To celebrate the fifth anniversary of Rang De Basanti (RDB), that released on January 26, 2006, producer-director-writer Rakeysh Omprakash Mehra will have a special screening at PVR Pheonix, today at 7 pm with his cast and crew, followed by dinner at producer Ronnie Screwvala’s residence.bollywood Updated: Jan 28, 2011 17:25 IST
To celebrate the fifth anniversary of Rang De Basanti (RDB), that released on January 26, 2006, producer-director-writer Rakeysh Omprakash Mehra will have a special screening at PVR Pheonix, today at 7 pm with his cast and crew, followed by dinner at producer Ronnie Screwvala’s residence.
Mehra studied in an Air Force school in Delhi, and would dream of flying a MIG 21 whose model stood in the school compound. When in college, with four friends and a foreigner, he would go to India Gate to salute the soldiers, and fall into the Suraj Kund, drunk.

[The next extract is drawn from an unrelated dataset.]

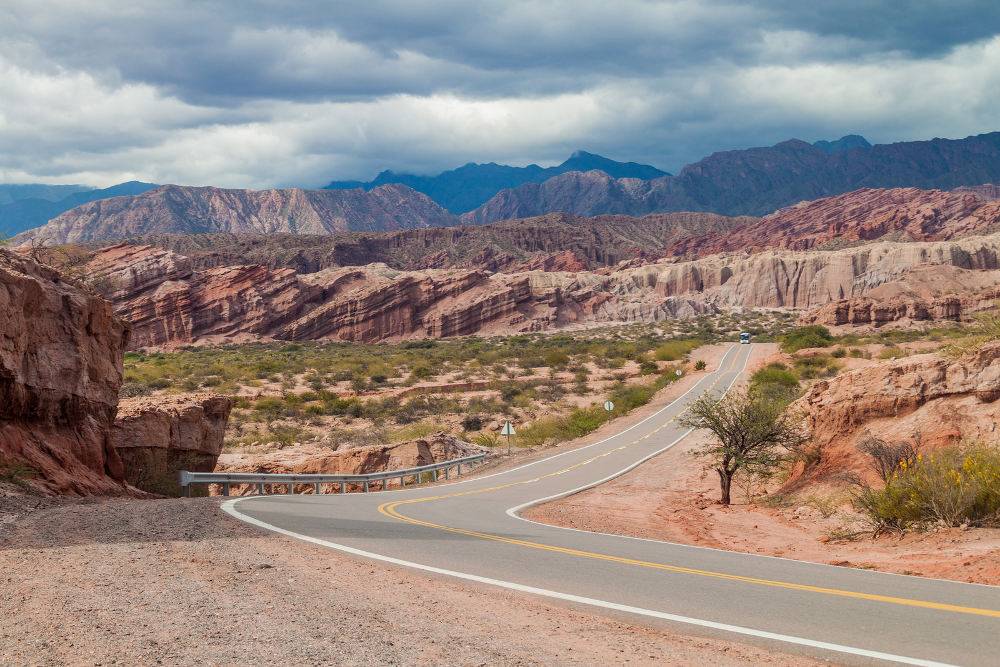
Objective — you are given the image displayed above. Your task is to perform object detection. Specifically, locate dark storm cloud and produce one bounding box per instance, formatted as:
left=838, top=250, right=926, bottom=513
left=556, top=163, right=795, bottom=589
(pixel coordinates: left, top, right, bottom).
left=0, top=0, right=1000, bottom=187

“One night after passing out of college, I sang songs with my buddies’ younger brothers. Later, in Mumbai, I saw a censored tape of them being beaten up by the Mandal Commission. I read of MIGs crashing. From this grew the story of RDB, a film no one would give me money for till Aamir Khan entered the picture,” he reminisces.
All this, with some never-before-seen stills, will find its way into a book Mehra has been working on for two years. The shooting script will also be released with it this year, along with a documentary directed by his wife Bharti and a Blue-Ray DVD.
The film is on everyone’s must-see list following a poll that listed it as the third greatest film ever, after Mother India and Mughal-e-Azam. It’s playing on TV almost every week. “The Herald, in Europe, in an article, ‘Changing India, Changing Movies’ blamed it for the new-wave India and called me (un) Bollywood,” laughs Mehra, admitting he broke a few cinematic norms.
RDB had no action, no melodrama, romance that ends in death, no nautanki-style choreography and no lip-sync songs. “We were told that we were committing suicide but we went with our conviction. Today, RDB has turned from a movie into a movement, triggering off public marches for justice for Jessica Lall and Arushi Talwar,” he reasons.
Any plans of a sequel? Mehra laughs, “For that I have to be born again.”